Quello che possiamo fare è offrire un punto di vista diverso, rispetto agli studi medici, un’angolazione che non prescinda dalle abilità nella scrittura e dagli eventi delle varie biografie, con il rispetto umano dovuto a tutti. E davvero sono molti i tratti comuni che osserviamo negli scrittori dipendenti dall’alcol: famiglie infelici, famiglie geneticamente predisposte all’alcolismo, abbandoni, madri oppressive o assenti, disgrazie che segnano la vita per sempre, una sessualità non ben definita o, meglio, oscillante tra omosessualità e bisessualità, insonnia, instabilità, profonda solitudine, vita breve.
Possiamo aggiungere che si tratta sempre di persone di particolare intelligenza e cultura, che mostrano, sia pure in gradi diversi, una opposizione alla società del tempo, che ritengono importante, sebbene non salvifico per se stessi, il proprio lavoro, che sono appassionati nella loro arte, nei loro ideali, che sono particolarmente sensibili a quanto arrivi dall’esterno e colpisca l’anima, che finiscono con l’essere derelitti tra le macerie della propria esistenza e morire soli. Sono lucidi nella loro ebbrezza, alla fine hanno sempre piena consapevolezza del loro stato, di trovarsi, cioè, in un vicolo cieco, stanno male, a volte malissimo ma si piegano a chiedere aiuto solo quando è troppo tardi e l’alcol ha distrutto il fisico e reso la loro personalità del tutto instabile. Prima no, prima è come se ti dicessero “ Non chiedermi mai di smettere di bere, mai”

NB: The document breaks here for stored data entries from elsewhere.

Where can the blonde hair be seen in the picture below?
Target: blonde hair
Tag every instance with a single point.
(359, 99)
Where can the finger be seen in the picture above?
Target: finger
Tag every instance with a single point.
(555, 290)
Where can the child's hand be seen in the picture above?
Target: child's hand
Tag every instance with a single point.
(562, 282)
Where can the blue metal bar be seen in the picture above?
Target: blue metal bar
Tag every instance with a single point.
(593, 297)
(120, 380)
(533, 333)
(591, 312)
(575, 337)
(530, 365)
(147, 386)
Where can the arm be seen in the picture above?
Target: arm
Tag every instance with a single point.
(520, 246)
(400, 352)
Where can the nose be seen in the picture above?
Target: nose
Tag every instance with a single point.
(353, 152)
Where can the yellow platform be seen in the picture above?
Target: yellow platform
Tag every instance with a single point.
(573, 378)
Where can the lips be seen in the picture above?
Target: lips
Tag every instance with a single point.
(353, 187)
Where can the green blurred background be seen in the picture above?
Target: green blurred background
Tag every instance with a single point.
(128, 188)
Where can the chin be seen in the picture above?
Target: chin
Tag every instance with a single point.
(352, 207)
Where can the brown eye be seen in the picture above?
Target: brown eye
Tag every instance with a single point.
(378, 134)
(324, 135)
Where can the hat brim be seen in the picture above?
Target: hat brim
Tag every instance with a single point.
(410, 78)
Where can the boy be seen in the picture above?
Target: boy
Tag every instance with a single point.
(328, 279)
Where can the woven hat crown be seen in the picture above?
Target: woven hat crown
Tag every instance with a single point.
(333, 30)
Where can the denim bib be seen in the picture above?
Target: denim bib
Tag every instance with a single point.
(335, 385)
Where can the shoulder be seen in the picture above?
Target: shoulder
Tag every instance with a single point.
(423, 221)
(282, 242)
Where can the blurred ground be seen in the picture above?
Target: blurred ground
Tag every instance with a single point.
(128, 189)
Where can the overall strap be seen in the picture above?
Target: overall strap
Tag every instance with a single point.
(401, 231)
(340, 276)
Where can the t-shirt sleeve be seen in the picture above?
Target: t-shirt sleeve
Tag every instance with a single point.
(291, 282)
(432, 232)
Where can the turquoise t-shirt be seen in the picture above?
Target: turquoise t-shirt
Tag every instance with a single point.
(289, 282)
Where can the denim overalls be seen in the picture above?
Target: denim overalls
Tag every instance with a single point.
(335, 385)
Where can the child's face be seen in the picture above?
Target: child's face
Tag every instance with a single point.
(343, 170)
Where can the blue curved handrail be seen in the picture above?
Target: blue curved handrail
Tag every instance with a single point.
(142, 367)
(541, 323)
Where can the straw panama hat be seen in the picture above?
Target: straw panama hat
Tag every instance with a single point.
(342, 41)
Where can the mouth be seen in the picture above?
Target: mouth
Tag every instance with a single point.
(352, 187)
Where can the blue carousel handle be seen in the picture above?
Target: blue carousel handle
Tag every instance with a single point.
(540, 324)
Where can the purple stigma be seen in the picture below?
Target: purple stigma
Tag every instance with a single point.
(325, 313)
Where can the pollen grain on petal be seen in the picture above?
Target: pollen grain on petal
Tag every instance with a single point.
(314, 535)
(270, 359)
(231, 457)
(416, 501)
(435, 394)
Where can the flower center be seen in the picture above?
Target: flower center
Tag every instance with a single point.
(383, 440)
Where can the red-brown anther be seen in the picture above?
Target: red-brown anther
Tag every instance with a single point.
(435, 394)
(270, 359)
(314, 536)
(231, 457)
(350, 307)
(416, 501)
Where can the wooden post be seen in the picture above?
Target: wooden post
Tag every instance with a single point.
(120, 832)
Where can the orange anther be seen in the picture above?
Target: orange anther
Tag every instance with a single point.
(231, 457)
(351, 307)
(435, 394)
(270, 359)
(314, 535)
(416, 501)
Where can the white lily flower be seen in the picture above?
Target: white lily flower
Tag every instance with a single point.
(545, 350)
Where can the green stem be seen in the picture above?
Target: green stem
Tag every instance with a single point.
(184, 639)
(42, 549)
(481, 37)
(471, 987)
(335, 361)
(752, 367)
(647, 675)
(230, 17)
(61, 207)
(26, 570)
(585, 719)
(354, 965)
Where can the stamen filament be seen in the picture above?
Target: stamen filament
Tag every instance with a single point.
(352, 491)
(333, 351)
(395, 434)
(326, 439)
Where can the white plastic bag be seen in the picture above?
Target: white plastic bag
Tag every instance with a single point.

E chiudiamo con una poesia di Edgar Allan Poe, scrittore e poeta tormentato e alcolista, scritta nel 1829 a venti anni, subito dopo la morte della madre adottiva, con piena, lucida consapevolezza della propria diversa sensibilità, che esclude ogni possibilità, nel bene e nel male, di uniformarsi al mondo. ( Traduzione di chi scrive)
SOLO
Dall’infanzia come gli altri non fui mai,
né vidi mai come gli altri vedevano,
né seppi trarre la mia passione da una fonte comune,
né alla stessa tonalità risvegliare il mio dolore alla gioia
e tutto ciò che ho amato
l’ho amato da solo
e così nell’infanzia, all’alba di una vita in tempesta,
dall’abisso del bene e del male
fu tratto il mistero che ancora mi lega.
Dal torrente o dalla fontana-
Dal pendio rosso del monte-
nel sole che mi rotolava attorno
nel suo autunno dorato
nel lampo del cielo
che veloce mi passava accanto
dal tuono e dalla tempesta
dalla nuvola che (mentre il resto del cielo era blu)
In un demone
si trasformava ai mei occhi.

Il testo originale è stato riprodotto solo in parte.